Ceza mahkemesinin, kusurun ve zarar miktarının takdiri hususundaki kararı, fiilin işlendiği sabit olduğu halde, kusurluluğa ya da kusursuzluğa ilişkin saptaması, hukuk hakimini bağlamaz. Hukuk hakimi, ceza mahkemesinin kusura ilişkin değerlendirmesiyle ve buna etkili tespit edilen olgularla bağlı kalmaksızın, taraflarca ileri sürülen delilleri toplayıp, tümünü birlikte değerlendirerek bir sonuca varmalıdır. Başka bir deyişle maddi olayları ve yasak eylemleri saptayan ceza mahkemesi kararı, taraflar yönünden kesin delil niteliğini taşır.

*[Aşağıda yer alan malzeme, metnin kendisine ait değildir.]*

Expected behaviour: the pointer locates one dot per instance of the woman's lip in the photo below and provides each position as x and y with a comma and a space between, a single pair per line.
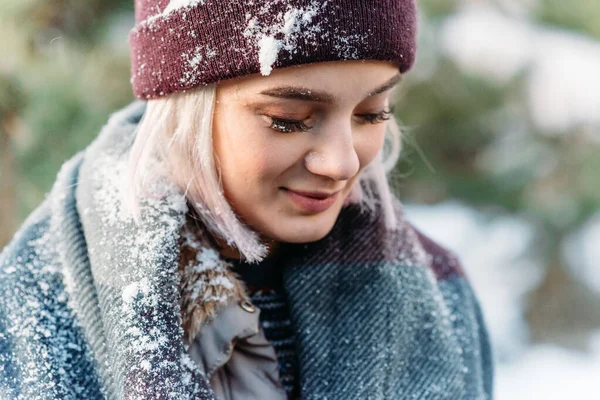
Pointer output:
312, 202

Görülmektedir ki, ceza mahkemesinin “delil yetersizliğine dayanan beraat kararının” hukuk hakimini bağlamayacağı ancak beraat kararı bir maddi olguyu tespit ediyorsa bu kararın hukuk hakimini bağlayacağı, beraat kararı suçun sanıklar tarafından işlenmediğinin kesin olarak tespiti olgusuna dayanıyorsa, bu kararın hukuk hakimini de bağlayacağı, bundan başka kusurun takdiri ve zararın miktarını tayini hususundaki kararın hukuk hakimini bağlamayacağı hüküm altına alınmıştır. (Turgut Uygur, Borçlar Kanunu Şerhi, C. 1, s. 844).

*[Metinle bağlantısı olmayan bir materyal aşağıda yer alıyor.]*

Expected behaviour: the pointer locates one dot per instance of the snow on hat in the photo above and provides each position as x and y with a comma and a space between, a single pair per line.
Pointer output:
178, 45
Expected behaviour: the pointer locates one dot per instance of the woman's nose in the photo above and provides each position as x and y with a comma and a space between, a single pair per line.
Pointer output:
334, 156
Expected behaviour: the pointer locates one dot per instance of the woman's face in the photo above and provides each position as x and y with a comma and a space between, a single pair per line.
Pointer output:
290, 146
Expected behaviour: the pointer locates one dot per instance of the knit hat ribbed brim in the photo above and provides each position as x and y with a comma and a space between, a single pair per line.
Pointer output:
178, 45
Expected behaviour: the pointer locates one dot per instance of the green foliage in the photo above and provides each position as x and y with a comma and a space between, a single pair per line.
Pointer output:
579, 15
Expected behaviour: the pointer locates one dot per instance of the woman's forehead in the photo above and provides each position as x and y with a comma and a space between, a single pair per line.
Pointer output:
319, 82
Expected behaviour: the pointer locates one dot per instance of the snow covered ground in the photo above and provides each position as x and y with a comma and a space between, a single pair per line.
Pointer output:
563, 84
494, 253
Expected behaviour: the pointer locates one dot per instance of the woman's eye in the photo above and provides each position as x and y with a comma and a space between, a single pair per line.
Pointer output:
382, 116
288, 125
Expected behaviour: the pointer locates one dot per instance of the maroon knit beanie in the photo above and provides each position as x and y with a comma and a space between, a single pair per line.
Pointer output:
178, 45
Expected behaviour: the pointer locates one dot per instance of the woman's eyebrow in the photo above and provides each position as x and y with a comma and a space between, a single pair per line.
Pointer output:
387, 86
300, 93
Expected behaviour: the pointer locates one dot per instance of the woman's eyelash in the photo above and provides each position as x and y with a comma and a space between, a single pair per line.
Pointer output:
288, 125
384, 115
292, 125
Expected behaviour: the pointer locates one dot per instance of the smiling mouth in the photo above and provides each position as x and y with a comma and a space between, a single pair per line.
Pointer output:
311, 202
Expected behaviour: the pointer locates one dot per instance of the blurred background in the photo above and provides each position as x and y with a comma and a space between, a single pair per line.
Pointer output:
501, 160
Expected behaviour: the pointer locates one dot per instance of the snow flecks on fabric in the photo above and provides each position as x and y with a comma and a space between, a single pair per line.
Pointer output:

Davacının temyiz istemi değerlendirilmekle, dava konusu kaçak elektrik tespit tutanağına ilişkin olarak; davacı aleyhine açılan ceza davası bulunduğu görülmekle, ceza dosyasının temyiz aşamasında olduğu gözetilerek, dönüşü beklenerek kesinleştikten sonra birlikte gönderilmesi için dosyanın mahkemesine geri çevrilmesine karar verilmiştir. Mahkemece Dairemizin 01.03.2018 gün, 2016/8298 E; 2018/1913 K sayılı geri çevirme kararı yerine getirilmeksizin davalının yargılandığı ceza dosyasında verilen beraat kararının temyiz incelemesi sonrası bozulduğu ve henüz derdest olduğu dikkate alınmaksızın dosyanın temyizen tetkik için yeniden Dairemize gönderildiği anlaşılmıştır.
O halde; mahkemece, derdest olan davalı hakkındaki yukarıda anılan ceza dosyası sonucunun bu dava için bekletici mesele yapılarak sonucuna göre karar verilmesi gerekirken, davacı hakkındaki ceza dava dosyasının sonucu beklenmeksizin, eksik inceleme ile yazılı şekilde hüküm tesisi doğru görülmemiş, bozmayı gerektirmiştir.
2-) Bozma nedenine göre, davacının sair temyiz itirazlarının incelenmesine bu aşamada gerek görülmemiştir.
SONUÇ: Yukarıda birinci bentte açıklanan nedenlerle davacının temyiz itirazlarının kabulü ile hükmün HUMK"nun 428. maddesi gereğince BOZULMASINA, ikinci bentte açıklanan nedenlerle davacının sair temyiz itirazlarının incelenmesine bu aşamada yer olmadığına, peşin alınan temyiz harcının istek halinde yatırana iadesine, 6100 sayılı HMK"nın geçici madde 3 atfıyla 1086 sayılı HUMK"un 440. maddesi gereğince karar düzeltme yolu kapalı olmak üzere, 15/06/2020 tarihinde oy birliğiyle karar verildi.